Ya Barclays no tiene tantos enemigos en el canal. Casi todos sus peores enemigos han caído en acción, han sido despedidos por necios, por mentecatos, por mastuerzos: uno, por ejemplo, dijo que la televisión le quedaba chica y que sería un aclamado director de cine, y otro decidió convertirse en profesor de yoga, chamán, curandero y entrenador sicológico de gente harto confundida. Ahora, en su reemplazo, han fichado a dos periodistas talentosos, que él mismo recomendó: el señor Sessé, uruguayo, y el señor Chang, venezolano.
No siendo enemigos declarados, es justo decir que Barclays parece tener una embozada rivalidad o una inquina latente con uno de los talentos periodísticos del canal, el espigado dominicano Omar Hacha. Todas las noches sus caminos se entrecruzan, pues Hacha despide su programa y Barclays espera para abrir el suyo, y no se saludan, no se miran tan siquiera, se ignoran olímpicamente, como si saludar al otro fuese una rebaja moral, una afrenta ética. Hacha pasa silbando como un pajarraco y no mira ni de modo esquinado a Barclays, y este lee sus papeles y lo ignora en reciprocidad. ¿Por qué no se quieren? ¿Por qué se odian, o se detestan, o se ven con manifiesta antipatía? Nadie lo sabe bien. Pero Barclays guarda un secreto que le resulta lacerante: Omar Hacha gana más dinero que él, a pesar de que en promedio tiene menos espectadores que él. ¿Cómo así el señor Hacha gana más que el inefable Barclays? Porque, además de salir en la televisión, Hacha conduce un programa en la radio de ese conglomerado mediático que posee el magnate Halcón. Es entonces un puñal atravesado en el pecho del envanecido Barclays: Omar Hacha gana más, mucho más que él, y por eso se da el lujo de llegar al canal en un Rolls Royce negro, de colección, que cuesta medio millón de dólares. ¡Qué daría Barclays por ganar el sueldo de Hacha, por manejar el auto de Hacha! Pero la vida, piensa él, no es justa, es jodidamente injusta: yo tengo más rating que Hacha, pero él maneja un Rolls Royce y yo a duras penas manejo un Toyota. Esto es lo que Barclays no le perdona a Hacha: que, siendo rivales, competidores, Hacha tenga más éxito que él. Por eso no le habla, no lo saluda, y a veces hasta le ha arañado con su llavero la puerta del Rolls Royce negro, de colección.

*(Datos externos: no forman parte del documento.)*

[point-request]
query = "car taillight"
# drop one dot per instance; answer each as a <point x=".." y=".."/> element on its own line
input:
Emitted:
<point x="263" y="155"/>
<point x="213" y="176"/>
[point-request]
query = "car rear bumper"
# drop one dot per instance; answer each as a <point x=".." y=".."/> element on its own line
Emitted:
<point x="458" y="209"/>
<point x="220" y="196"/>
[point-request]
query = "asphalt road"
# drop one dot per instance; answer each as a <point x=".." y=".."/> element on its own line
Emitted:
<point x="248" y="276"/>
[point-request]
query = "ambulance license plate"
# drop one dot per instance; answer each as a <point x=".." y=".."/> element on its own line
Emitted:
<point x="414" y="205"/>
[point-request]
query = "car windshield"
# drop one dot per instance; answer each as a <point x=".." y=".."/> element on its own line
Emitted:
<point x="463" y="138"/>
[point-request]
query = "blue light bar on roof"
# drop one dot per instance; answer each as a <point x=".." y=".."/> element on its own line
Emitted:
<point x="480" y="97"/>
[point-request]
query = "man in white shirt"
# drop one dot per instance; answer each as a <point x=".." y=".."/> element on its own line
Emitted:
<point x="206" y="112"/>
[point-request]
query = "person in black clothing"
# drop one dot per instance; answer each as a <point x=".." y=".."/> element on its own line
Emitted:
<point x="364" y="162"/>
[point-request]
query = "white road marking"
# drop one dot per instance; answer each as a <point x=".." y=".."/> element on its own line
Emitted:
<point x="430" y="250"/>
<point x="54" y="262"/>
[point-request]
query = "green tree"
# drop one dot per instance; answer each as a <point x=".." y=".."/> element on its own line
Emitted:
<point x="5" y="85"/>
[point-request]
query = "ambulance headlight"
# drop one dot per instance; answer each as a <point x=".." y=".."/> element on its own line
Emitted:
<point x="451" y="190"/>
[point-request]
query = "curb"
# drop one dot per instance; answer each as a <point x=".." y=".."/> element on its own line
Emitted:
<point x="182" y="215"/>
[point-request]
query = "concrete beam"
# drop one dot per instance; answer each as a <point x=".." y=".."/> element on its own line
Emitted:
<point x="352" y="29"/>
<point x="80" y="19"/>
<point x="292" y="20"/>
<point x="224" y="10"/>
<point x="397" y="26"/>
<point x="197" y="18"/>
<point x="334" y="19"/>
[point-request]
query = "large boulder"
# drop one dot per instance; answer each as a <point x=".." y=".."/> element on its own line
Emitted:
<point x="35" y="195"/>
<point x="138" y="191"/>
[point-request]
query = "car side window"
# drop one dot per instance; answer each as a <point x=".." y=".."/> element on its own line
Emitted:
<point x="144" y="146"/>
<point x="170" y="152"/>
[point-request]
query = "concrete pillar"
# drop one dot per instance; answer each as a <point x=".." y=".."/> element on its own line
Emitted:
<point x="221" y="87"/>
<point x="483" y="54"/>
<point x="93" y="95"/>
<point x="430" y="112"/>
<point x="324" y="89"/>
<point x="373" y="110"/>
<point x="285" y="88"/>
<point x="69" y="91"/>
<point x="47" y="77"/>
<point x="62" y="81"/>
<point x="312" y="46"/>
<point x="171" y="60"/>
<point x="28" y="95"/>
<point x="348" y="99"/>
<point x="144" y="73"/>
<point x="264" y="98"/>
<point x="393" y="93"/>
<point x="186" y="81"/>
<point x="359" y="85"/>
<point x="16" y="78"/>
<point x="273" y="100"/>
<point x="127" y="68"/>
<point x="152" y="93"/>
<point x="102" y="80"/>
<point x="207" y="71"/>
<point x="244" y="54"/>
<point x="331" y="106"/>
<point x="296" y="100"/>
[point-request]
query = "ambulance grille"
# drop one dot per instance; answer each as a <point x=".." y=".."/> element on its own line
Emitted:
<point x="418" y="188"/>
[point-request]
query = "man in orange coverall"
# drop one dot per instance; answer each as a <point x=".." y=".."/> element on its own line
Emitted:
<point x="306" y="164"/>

Barclays es tan intrigante, tan envidioso, tan conspirador, que le ha propuesto al dueño del canal que despida a Omar Hacha y que le den a él un programa de dos horas, por el mismo salario, lo que le permitiría a Halcón ahorrarse el copioso sueldo de Hacha. Pero el dueño le ha dicho a Barclays que no es una buena idea.
Humillado, Barclays se dice a sí mismo:
-Algún día manejaré un Mercedes Maybach de doce cilindros. Recién entonces podré perdonar a Omar Hacha.